There are also similarities between live chat and traditional social media channels like Facebook, Twitter and Instagram:

  • Answering questions works similarly: live chat can be added to the online media monitor. It provides an overview of all questions asked via various channels. You answer live chat questions just as you’re used to for Facebook, Twitter and Instagram questions.
  • Working agreements are important. For live chat, you also need to make working agreements about how questions will be answered. You’re in a live conversation with a person, so personal contact and empathy are important.
  • All messages are private: just like email, WhatsApp or direct messages via social media, all live chat messages are private.
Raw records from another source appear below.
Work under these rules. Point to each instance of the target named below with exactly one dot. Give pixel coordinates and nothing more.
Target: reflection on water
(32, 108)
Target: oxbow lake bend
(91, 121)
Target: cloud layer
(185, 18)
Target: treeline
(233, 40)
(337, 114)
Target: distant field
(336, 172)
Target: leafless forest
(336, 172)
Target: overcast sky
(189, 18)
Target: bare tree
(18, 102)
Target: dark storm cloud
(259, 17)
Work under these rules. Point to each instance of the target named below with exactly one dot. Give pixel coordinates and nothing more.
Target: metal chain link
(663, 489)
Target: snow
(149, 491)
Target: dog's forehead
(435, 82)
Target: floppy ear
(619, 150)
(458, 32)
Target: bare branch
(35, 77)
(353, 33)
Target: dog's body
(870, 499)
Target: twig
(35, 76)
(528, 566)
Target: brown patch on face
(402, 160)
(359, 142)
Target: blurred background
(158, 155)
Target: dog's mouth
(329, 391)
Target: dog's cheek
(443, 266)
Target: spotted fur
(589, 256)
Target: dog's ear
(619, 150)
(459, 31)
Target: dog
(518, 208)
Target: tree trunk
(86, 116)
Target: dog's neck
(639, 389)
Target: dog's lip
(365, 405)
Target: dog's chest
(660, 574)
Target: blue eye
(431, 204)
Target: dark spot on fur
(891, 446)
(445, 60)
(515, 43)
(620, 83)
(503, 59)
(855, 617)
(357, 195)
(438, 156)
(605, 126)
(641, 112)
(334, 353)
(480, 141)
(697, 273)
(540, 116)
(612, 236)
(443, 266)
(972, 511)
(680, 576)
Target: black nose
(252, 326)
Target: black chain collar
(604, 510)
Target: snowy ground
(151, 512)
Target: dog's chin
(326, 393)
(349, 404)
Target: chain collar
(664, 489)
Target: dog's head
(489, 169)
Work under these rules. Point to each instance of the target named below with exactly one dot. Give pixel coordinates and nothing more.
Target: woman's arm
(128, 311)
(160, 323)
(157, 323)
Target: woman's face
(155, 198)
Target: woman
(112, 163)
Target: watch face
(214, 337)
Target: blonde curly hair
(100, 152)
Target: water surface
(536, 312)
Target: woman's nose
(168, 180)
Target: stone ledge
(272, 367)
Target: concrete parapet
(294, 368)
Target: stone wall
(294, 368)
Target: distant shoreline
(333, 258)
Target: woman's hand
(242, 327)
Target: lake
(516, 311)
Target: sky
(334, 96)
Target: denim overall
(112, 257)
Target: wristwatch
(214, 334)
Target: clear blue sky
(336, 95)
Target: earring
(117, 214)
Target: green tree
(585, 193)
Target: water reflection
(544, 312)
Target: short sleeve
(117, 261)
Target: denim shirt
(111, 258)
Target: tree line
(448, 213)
Live chat leads to more conversions and greater customer satisfaction

We’re seeing more and more public authorities adding live chat as a service channel to provide a higher level of service. Our customers usually place live chat on specific pages, such as the contact page, or on pages about a specific subject (like applying for a passport, moving house or filing a tax return). This helps website visitors deal with complex matters online.
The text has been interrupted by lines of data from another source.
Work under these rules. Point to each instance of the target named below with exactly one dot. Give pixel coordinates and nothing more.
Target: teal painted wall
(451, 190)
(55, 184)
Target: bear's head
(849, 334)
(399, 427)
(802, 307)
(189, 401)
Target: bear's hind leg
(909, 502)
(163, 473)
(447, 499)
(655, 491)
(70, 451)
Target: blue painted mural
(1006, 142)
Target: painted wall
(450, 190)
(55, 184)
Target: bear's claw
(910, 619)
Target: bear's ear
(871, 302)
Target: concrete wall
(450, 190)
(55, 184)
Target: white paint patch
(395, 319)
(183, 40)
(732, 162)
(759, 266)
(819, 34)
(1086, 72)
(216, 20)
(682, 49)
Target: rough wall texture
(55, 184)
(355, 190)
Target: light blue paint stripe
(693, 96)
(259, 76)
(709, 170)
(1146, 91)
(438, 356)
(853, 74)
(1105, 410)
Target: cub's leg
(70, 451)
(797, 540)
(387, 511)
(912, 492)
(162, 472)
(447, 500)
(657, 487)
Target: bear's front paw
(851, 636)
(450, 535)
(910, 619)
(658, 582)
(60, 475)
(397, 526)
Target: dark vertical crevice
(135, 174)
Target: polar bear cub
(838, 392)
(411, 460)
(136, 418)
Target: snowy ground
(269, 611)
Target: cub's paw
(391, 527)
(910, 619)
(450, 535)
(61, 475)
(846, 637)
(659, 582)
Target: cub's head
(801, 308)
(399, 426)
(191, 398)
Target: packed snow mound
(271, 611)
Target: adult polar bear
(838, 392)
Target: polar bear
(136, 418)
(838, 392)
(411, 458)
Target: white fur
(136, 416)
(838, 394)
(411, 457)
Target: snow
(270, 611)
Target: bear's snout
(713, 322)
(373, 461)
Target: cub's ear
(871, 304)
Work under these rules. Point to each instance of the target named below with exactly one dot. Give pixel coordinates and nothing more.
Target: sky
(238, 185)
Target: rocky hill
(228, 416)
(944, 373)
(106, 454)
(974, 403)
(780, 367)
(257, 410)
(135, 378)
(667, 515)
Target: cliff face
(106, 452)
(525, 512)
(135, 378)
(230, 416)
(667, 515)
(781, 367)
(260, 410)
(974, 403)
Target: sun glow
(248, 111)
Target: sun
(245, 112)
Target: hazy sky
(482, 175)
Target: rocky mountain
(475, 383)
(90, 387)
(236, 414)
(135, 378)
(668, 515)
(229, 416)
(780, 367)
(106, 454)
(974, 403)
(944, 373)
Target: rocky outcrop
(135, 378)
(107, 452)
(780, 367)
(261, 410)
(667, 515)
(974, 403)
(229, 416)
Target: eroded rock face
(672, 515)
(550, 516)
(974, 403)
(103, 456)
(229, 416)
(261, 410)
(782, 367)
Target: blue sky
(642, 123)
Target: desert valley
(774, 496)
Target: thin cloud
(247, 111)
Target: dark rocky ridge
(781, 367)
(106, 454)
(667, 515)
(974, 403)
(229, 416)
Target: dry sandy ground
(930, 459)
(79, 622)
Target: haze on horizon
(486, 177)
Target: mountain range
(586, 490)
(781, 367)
Our customers also use live chat as a tool to improve the customer journey. The questions visitors ask are a good indication of which information is still missing or is difficult to find on the website.
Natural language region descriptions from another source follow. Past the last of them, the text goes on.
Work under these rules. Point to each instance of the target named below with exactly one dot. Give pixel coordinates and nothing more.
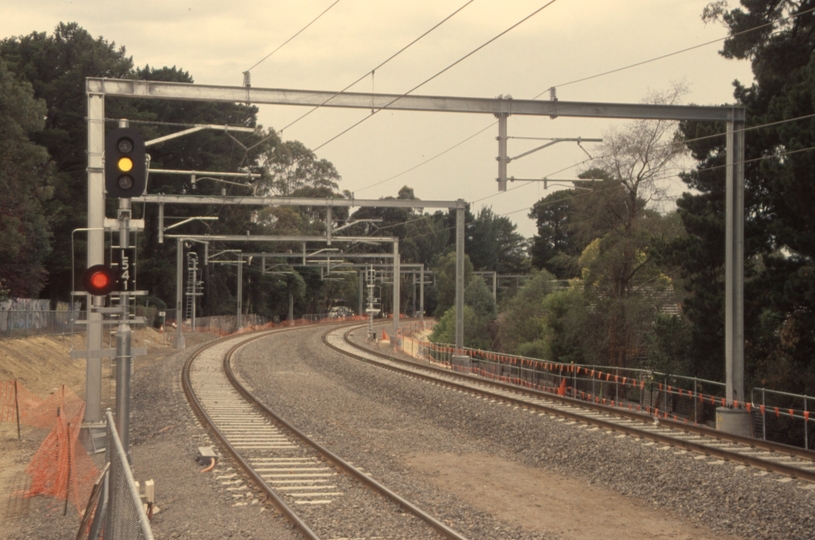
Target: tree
(445, 272)
(479, 312)
(568, 220)
(522, 320)
(56, 66)
(493, 244)
(779, 223)
(25, 190)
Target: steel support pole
(179, 285)
(460, 277)
(503, 159)
(124, 358)
(361, 307)
(734, 260)
(495, 286)
(396, 292)
(240, 293)
(421, 294)
(731, 419)
(96, 252)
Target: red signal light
(100, 280)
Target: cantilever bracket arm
(195, 129)
(578, 140)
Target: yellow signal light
(125, 164)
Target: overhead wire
(365, 75)
(405, 94)
(294, 36)
(372, 71)
(636, 64)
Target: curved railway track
(305, 481)
(763, 455)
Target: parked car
(340, 312)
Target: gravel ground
(377, 419)
(165, 437)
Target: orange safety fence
(60, 467)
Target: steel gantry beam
(205, 238)
(398, 102)
(98, 88)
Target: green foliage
(26, 175)
(523, 318)
(445, 272)
(493, 244)
(475, 330)
(56, 67)
(779, 222)
(479, 297)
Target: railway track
(762, 455)
(305, 481)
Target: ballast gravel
(375, 418)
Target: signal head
(100, 280)
(125, 174)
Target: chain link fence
(118, 512)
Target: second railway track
(323, 496)
(762, 455)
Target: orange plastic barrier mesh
(61, 467)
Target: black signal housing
(125, 171)
(100, 280)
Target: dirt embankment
(43, 363)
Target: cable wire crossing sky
(445, 48)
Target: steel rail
(734, 456)
(207, 421)
(440, 527)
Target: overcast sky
(216, 41)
According to our customers, these are the three most important advantages of live chat:

  • It’s extremely easy for website visitors to use
  • Questions are answered quickly
  • It reduces the number of people who leave your website early

These advantages lead to more conversion and greater customer satisfaction.

Five tips for getting started with live chat

It’s less complex than it might seem to start using live chat. It begins with making choices (for example, on which pages do you offer live chat) and setting up good working agreements. My colleagues and I know exactly what you need to consider, and we guide customers through this process. If necessary, we can train your staff to work with live chat and use the right tone of voice. Live chat technology can be set up quickly: it can be up and running on your website in a week.

These five tips will get your organisation off to a good start with live chat:

  • Have sufficient capacity: live chat only works if you can respond quickly to a question. Ensure enough employees can work with live chat and adjust staffing levels at peak times.
  • Prioritise live chat: this channel demands an immediate response. If multiple messages come in from different channels, give live chat priority. Take a critical look at who you assign to live chat; don’t just hand it off to your receptionist or front desk staff to answer ‘on the side’. It’s better to combine live chat with answering emails or webcare via traditional social media channels.
  • Clarify working agreements: staff should respond to live chat differently than they do to email. With live chat, you give short and clear answers to the question and don’t go into too much detail. The goal is a quick and complete answer that lets the visitor continue their task.
  • Keep it personal: speak the customer’s language and show empathy.
  • Let the customer contact centre (CCC) be the driving force behind live chat: CCC is the department with the knowledge to handle most of your (online) customer contact.